Improving the storytelling of income and earnings and addressing the data gaps identified by OSR could help users better understand the lived experience of households and different employment types throughout the pandemic. These are difficult times for many people from all walks of life and people are facing lots of unknowns. It is important that we can understand the true scale of the impact so that when the UK begins its recovery from the pandemic, support can be targeted effectively towards the groups most severely affected. There are two areas in particular in which solving data gaps could improve our understanding of COVID-19.

 Household level data is not keeping pace with individuals

Household measures of income and earnings have traditionally been less timely than measures for individuals and this formed a key area of our findings in the work highlighted above. With respect to COVID-19, there is interest in understanding how the Government’s income support measures have impacted income for different household types such as those with children or lone parent households. Even in households which are not receiving any income support, people may have had to adapt their working patterns to share the responsibility of childcare which may lead to one or both of the earners in a household working reduced hours on potentially reduced pay. HMRC has published data which shows that 9.1 million jobs had been furloughed by mid-June but we won’t see any contextual data about the impact on households until 2022 in the Family Resources Survey. We hope the relevant statistical teams explore new ways to deliver this insight in the meantime.

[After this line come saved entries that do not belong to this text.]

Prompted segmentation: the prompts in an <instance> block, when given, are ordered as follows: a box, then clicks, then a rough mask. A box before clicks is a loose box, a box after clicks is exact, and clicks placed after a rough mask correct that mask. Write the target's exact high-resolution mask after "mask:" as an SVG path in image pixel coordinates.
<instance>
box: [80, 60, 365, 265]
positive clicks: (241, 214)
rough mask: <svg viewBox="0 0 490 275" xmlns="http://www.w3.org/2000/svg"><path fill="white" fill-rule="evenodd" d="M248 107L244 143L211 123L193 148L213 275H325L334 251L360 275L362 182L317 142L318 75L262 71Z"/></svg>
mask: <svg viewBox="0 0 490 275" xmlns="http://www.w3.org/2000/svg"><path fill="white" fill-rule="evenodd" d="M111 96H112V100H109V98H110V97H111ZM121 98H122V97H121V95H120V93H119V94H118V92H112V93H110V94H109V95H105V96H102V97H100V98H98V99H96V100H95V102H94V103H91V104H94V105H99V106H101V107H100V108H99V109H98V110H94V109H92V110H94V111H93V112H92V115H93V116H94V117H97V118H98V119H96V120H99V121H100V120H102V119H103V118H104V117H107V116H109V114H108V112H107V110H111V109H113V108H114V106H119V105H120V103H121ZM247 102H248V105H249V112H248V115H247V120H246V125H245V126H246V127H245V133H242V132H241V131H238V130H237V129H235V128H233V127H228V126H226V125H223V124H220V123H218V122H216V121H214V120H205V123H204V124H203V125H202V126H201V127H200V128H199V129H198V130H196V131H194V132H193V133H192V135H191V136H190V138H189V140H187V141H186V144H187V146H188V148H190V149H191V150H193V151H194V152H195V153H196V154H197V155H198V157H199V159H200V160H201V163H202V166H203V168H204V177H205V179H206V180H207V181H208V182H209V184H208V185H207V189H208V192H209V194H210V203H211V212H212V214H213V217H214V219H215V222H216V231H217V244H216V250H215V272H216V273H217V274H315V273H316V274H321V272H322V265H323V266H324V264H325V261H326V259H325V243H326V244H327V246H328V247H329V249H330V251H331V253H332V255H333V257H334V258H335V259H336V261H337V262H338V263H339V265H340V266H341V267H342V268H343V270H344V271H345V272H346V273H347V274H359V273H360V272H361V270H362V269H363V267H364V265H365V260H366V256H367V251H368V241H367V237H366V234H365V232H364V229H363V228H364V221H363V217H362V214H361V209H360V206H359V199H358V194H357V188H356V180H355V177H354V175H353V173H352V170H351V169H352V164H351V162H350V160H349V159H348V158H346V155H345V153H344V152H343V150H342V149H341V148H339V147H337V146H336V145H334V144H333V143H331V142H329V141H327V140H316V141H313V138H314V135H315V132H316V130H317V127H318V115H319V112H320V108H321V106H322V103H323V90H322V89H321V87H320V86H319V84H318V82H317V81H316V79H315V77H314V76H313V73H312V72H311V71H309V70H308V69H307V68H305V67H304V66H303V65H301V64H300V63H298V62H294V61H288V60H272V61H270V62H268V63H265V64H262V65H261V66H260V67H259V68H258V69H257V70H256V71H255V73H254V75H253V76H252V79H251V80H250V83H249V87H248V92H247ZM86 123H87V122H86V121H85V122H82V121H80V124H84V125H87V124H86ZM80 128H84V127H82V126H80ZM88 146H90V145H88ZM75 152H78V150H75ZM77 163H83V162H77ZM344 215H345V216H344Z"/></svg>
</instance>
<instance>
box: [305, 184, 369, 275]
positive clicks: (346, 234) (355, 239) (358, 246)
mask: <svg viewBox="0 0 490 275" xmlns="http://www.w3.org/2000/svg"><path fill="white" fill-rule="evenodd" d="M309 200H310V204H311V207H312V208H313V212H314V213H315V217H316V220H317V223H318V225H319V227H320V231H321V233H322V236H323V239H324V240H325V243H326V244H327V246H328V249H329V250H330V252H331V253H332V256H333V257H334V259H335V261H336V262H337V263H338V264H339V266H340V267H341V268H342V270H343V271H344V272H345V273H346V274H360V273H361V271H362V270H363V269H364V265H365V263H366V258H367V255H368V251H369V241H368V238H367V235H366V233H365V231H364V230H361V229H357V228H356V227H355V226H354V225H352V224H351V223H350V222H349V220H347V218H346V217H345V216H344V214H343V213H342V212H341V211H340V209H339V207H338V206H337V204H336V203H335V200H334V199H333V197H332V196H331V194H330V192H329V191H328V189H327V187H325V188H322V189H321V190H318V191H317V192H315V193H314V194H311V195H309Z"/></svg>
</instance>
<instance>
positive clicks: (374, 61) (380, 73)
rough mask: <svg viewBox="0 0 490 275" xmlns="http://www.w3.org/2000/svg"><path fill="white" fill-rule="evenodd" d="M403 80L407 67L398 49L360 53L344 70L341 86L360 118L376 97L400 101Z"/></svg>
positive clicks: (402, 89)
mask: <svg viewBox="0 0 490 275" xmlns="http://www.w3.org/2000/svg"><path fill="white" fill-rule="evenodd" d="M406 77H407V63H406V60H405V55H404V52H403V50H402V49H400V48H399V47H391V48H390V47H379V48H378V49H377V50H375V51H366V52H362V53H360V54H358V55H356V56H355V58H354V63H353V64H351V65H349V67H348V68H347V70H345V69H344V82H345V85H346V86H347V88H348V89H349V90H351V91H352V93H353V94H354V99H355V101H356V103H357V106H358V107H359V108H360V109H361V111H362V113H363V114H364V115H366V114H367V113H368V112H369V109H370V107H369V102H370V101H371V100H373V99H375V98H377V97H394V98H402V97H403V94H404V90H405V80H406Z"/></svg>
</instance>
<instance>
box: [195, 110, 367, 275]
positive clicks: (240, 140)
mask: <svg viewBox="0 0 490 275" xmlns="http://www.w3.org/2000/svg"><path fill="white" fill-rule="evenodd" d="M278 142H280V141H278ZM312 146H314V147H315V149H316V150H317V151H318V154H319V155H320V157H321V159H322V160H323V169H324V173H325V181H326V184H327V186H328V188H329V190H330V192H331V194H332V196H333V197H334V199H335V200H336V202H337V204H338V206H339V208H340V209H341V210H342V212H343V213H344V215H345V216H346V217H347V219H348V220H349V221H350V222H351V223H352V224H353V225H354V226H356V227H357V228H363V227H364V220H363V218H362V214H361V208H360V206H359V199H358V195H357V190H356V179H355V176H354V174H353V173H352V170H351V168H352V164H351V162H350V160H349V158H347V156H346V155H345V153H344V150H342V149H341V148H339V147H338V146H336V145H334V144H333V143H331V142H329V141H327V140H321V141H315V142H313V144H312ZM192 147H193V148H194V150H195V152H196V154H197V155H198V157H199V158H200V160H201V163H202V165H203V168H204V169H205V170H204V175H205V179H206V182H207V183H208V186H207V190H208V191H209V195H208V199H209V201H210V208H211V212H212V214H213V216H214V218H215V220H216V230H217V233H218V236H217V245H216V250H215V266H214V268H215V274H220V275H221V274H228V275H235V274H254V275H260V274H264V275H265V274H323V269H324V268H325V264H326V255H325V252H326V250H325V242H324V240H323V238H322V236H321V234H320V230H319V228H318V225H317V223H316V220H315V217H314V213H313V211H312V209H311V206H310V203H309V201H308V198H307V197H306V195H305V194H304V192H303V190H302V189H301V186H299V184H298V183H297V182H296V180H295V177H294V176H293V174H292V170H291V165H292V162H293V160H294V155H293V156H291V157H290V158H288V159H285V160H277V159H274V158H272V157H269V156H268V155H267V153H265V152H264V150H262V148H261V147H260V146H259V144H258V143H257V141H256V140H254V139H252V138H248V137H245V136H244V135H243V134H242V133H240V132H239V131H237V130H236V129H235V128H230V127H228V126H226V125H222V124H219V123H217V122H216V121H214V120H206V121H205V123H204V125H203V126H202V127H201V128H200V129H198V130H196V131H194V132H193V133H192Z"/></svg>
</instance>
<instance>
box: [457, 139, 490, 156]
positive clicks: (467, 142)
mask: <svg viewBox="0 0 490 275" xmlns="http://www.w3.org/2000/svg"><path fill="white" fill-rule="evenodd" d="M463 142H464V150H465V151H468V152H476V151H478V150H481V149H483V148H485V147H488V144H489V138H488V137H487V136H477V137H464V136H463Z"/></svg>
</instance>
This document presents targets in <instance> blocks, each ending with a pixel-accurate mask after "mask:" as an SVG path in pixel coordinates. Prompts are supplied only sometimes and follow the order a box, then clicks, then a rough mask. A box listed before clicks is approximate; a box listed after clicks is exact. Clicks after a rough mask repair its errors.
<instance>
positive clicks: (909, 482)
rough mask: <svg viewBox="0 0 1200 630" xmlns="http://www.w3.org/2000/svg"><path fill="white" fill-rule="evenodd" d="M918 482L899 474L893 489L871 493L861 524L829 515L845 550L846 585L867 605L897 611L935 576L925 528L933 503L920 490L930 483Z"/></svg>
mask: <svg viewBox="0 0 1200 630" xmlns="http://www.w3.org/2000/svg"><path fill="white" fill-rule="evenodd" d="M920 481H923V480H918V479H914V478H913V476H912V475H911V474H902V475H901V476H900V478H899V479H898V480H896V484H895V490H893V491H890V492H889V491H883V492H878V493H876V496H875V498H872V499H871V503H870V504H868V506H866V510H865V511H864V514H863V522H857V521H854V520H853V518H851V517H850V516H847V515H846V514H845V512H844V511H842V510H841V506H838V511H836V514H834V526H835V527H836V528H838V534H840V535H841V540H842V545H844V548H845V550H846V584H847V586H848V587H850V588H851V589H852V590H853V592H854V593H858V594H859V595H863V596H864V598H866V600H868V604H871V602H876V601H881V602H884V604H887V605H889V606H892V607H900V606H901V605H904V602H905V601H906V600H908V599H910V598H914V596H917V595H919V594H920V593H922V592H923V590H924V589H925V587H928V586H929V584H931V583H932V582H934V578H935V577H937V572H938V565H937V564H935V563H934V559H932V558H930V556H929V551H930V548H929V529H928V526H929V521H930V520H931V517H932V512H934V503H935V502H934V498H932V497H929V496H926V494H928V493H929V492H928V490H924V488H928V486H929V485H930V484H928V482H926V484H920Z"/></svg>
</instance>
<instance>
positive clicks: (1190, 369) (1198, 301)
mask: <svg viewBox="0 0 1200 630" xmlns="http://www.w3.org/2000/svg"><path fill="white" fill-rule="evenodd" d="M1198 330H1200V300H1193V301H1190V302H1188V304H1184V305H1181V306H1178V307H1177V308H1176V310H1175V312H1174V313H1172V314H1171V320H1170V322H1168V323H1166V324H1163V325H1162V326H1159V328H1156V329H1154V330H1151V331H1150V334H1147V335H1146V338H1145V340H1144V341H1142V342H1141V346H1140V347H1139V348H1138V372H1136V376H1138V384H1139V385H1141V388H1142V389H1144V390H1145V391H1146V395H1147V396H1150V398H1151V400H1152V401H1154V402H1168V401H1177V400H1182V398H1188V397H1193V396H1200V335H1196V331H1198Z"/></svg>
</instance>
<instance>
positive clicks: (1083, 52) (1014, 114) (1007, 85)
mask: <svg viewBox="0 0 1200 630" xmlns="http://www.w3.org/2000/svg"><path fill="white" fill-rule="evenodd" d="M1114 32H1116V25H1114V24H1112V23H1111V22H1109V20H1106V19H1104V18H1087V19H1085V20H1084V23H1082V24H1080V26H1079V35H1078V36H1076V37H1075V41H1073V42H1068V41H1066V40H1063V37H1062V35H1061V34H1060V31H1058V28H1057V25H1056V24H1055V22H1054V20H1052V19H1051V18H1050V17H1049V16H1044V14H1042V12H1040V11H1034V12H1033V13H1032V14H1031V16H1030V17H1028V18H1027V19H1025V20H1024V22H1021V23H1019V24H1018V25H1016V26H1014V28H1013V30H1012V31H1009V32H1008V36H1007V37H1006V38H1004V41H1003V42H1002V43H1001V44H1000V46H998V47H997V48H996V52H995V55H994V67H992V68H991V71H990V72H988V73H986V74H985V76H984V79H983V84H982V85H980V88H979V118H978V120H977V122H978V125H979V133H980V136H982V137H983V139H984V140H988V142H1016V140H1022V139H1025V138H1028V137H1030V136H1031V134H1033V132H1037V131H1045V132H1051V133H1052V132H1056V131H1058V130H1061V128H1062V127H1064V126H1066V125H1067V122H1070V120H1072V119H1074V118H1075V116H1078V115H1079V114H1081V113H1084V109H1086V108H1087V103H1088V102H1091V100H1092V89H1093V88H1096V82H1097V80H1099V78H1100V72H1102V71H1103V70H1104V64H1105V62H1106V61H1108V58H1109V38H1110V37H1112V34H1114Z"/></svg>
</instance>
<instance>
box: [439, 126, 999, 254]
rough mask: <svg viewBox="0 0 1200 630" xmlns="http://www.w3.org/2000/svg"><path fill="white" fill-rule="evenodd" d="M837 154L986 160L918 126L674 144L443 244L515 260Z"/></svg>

 There are lots we don’t know about the world of the self-employed and business owners

It is notoriously difficult to capture information on the income and earnings of the self-employed or those who own businesses. This is because many earn less that the taxable allowance so are not captured in statistics relating to income tax and many don’t have predictable earnings so we don’t know what they’ll earn until well after the year end. The surveys which do manage to collect information on the self-employed are less timely than those for employees. When the Chancellor announced the Self-Employment Income Support Scheme, it quickly emerged that more people would need the support than originally anticipated and that the eligibility criteria would need to be adjusted to reflect the various ways that the self-employed can pay themselves. Improving the timeliness and completeness of information on the income of the self-employed could help identify groups of individuals who currently fall through the gaps of eligibility for the income support schemes in place.